Response 6: We thank the Reviewer for this suggestion. The focus of this paper is on evaluating a human-in-the-loop teleoperation interface using task-level metrics (success rate, completion time, placement error, and subjective ease-of-use), rather than on low-level actuator characterization. The robotic arm is driven via position setpoints (target servo angles), and the manuscript already reports the key control/update settings used during experiments, including the stabilization strategy (temporal smoothing), the minimum inter-command interval, the minimum angle-change threshold for sending updates, command bounds, and the servo refresh rate (see Section 2.4.4). Since the current prototype was not instrumented with current sensing or oscilloscope-grade PWM logging, detailed current/PWM waveform plots are outside the scope of the present experimental setup.

Comment 7: 6. The paper mentions in the Discussion section that “other approaches enhance robustness through wearable sensing (e.g., IMUs, gloves, or myoelectric armbands), which can improve control precision but introduce additional hardware and calibration overhead”. The author should compare and highlight the advantages of this proposed economical method over other high-precision approaches by quantifying metrics such as cost analysis, control accuracy, and success rate. This would strengthen the persuasiveness of the proposed method’s effectiveness.

Response 7: We thank the Reviewer for this suggestion. We agree that quantifying advantages strengthens the discussion. In the revised manuscript, we already report participant-level quantitative performance for our system (success rate, completion time, and placement error) and we added a quantitative benchmark table (Table 3) summarizing the comparable metrics available in the main related interfaces discussed in the paper (e.g., success rate/time and accuracy proxies as reported). Regarding cost and setup overhead, the proposed method is intentionally economical because it requires no dedicated sensing hardware beyond a standard laptop camera (wearable-free) and therefore avoids the additional device cost and user instrumentation/calibration steps typical for glove/IMU/EMG-based approaches.

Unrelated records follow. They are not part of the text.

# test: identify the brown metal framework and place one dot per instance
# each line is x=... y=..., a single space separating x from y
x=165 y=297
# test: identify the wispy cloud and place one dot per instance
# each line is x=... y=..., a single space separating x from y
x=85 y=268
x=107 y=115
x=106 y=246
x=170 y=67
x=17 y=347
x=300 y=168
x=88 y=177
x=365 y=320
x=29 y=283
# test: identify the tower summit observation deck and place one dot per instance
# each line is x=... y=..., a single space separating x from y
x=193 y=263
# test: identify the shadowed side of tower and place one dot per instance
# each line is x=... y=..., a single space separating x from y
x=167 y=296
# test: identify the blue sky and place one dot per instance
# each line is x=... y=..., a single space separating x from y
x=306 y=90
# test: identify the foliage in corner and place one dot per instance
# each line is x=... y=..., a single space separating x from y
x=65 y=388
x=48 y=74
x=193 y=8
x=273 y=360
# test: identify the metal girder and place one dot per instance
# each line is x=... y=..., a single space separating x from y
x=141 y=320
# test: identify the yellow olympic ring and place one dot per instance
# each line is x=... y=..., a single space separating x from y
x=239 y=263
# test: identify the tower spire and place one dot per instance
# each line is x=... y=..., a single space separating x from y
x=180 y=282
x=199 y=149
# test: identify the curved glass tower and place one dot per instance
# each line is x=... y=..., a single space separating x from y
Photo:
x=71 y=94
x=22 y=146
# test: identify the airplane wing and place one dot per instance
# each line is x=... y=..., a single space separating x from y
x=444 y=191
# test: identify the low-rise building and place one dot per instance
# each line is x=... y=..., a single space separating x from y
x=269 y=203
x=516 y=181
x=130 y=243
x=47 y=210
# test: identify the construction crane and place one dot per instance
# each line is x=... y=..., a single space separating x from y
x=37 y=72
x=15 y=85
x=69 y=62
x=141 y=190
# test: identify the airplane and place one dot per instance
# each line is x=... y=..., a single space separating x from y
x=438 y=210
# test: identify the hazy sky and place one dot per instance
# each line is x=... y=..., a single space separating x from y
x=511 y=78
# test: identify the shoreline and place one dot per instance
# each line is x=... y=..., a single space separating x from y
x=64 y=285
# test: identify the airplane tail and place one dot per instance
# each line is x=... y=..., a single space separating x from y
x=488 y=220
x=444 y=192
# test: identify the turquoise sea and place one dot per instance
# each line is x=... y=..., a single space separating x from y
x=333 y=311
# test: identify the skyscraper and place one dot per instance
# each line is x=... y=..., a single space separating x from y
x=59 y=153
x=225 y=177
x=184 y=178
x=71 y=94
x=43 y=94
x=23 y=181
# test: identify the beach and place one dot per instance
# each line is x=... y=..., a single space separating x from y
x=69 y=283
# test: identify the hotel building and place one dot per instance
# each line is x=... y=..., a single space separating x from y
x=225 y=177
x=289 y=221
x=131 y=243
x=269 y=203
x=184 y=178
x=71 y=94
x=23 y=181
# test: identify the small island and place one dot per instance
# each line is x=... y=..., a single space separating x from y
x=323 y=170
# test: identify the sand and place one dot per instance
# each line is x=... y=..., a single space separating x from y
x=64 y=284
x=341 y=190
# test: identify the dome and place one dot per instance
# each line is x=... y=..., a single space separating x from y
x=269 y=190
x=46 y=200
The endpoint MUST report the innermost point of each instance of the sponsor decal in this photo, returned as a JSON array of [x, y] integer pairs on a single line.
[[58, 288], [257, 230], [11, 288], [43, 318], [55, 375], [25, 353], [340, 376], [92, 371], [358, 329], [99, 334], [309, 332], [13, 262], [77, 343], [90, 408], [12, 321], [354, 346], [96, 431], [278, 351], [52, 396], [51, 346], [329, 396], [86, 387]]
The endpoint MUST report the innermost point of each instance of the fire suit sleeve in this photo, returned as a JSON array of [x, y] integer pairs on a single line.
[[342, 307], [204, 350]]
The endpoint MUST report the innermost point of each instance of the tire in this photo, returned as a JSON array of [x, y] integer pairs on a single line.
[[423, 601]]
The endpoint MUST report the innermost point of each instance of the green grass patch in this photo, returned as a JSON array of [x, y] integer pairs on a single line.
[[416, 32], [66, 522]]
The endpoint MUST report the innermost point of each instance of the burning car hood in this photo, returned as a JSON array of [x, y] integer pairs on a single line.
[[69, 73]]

Absolute price comparisons can vary substantially with component choice and local availability; thus, we emphasize the hardware requirement differential (camera-only vs. additional wearable sensors) and the reported task-level quantitative outcomes (Table 3) as the most objective basis for comparison in this study.

Comment 8: 7. There are many typos and errors in the paper. Please go through the paper carefully and correct it.

Response 8: Thank you for this remark. We carefully proofread the revised manuscript and corrected typographical, punctuation, and minor grammatical issues throughout the paper (including the specific wording refinements introduced during the revision process). All edits made specifically in response to Reviewer 1 are highlighted in green, while blue and yellow highlights correspond to revisions introduced for the previously addressed reviewers.

Reviewer 2 Report

Comments and Suggestions for Authors

biomimetics-4152636

In the manuscript with the title "Interactive Teleoperation of an Articulated Robotic Arm Using
Vision-Based Human Hand Tracking", the authors present a vision-based teleoperation system that enables real-time control of a 5-DOF articulated robotic arm with a gripper using human hand tracking from a standard laptop camera. The system leverages MediaPipe Hands for landmark estimation, computes compact kinematic descriptors (palm position, apparent hand scale, wrist rotation, hand pitch, and pinch gesture), and maps them to joint-level servo commands via a calibration-based strategy. Commands are transmitted over a lightweight HTTP-based network interface to a Raspberry Pi embedded controller driving PCA9685-controlled servos. The system is evaluated in a human-in-the-loop study with 42 participants performing a standardized pick-and-place task, achieving an 88% success rate (37/42), a mean completion time of 53.48 +/- 18.51 s, a mean placement error of 6.73 +/- 3.11 cm (successful trials only), and a mean ease-of-use score of 2.67 +/- 1.20 on a 1-5 scale. The manuscript addresses a relevant problem in accessible human-robot interaction and contributes a reproducible, low-cost teleoperation pipeline with participant-level evaluation data. However, the biomimetic dimension claimed in the abstract and keywords is insufficiently developed throughout the text.

The manuscript has some limitations and weaknesses that need to be addressed and improved. Here are some specific recommendations and suggestions for each section of the manuscript:

Abstract

1. The Abstract is missing quantative representation of the results.

Introduction

2. The introduction follows a "parade of references" structure (lines 75-90) where individual papers are summarized sequentially rather than synthesized thematically. The authors should reorganize the literature review to group related work by contribution type (e.g., vision-based approaches, wearable-based approaches, gesture classification methods) and draw comparative conclusions across studies, rather than listing them one by one.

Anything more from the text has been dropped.